All the inventions of the last two centuries pale when compared to the increases of life expectancy and the decreases in infant and maternal mortality.

These advances in medicine were connected with the rest of science. Wilhelm Röntgen was awarded the first Nobel Prize in Physics in 1901 for discovering X-rays.

But as Dr. King said, “of all the forms of inequality, injustice in health is the most shocking and inhuman.”

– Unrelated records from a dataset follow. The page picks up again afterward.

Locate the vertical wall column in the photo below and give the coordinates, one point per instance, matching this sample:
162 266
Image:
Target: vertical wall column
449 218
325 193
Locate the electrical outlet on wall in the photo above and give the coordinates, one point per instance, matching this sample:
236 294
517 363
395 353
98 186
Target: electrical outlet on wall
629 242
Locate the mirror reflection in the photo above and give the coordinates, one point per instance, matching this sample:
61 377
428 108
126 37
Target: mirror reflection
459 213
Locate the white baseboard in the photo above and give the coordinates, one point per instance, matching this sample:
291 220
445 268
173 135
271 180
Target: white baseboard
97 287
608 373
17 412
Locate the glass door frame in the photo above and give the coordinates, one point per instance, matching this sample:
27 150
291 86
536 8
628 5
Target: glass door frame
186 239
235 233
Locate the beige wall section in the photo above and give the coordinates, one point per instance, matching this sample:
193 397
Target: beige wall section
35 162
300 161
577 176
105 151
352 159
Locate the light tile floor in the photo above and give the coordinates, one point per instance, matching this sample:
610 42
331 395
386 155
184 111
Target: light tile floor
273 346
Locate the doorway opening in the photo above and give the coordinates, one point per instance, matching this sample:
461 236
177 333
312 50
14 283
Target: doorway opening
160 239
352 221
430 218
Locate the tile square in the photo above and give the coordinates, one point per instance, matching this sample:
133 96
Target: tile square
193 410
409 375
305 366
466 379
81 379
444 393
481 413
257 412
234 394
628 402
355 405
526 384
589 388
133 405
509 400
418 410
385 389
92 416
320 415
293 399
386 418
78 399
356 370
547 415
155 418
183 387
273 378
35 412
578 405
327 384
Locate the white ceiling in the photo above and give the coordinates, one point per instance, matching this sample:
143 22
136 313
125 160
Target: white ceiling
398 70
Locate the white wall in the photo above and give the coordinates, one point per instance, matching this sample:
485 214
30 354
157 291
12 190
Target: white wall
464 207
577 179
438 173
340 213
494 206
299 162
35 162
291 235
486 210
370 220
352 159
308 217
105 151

From 2006 to 2010 in Wisconsin, Black mothers giving birth had a five times greater death rate than white mothers. Between 2013 and 2015, Wisconsin’s Black infants were three times more likely to die by age one than white infants. 

Human beings are fundamentally equal. These shocking and unequal death rates are the products of the racist profit system.

Pfizer and Moderna delayed supplying COVID-19 vaccines to Africa, Latin America and South Asia. They did so because of the higher prices that could be charged in the U.S., Canada, and Europe.

The failure to launch a worldwide effort against the coronavirus led to the Omicron surge of infections and deaths.

Billionaires enjoy a heaven on earth and want to live forever. Why should they die like the rest of us mortals?

The world’s first billionaire — John D. Rockefeller — started New York City’s Rockefeller University, a leading research facility. A few blocks away is the Sloan-Kettering cancer hospital, named after two General Motors millionaires.

Because of the class struggle waged by poor and working people, the advances in health care were partially and unequally shared.

By 1976, GM CEO Roger Smith whined that the corporation’s health care costs were greater than what it spent on steel. (“Balancing Act: The New Medical Ethics of Medicine’s New Economics” by E. Haavi Morreim)

Smith was appalled that the well-being of GM’s workers and their families was costing more than the price of cold, inanimate steel. 

In business pages of newspapers, articles constantly appear lamenting the growth of the population that’s 65 years or older. To capitalists, retired workers are just an expense.

You’re supposed to work for them until you drop. That’s another reason to organize a socialist revolution.  

Socialist Cuba is proud of its 2,000 people who are older than 100. Members of Cuba’s Young Communist League work with and learn from older folk. 

The labor movement needs to demand “jobs not jails” and a minimum $3,000 monthly pension for seniors and disabled people.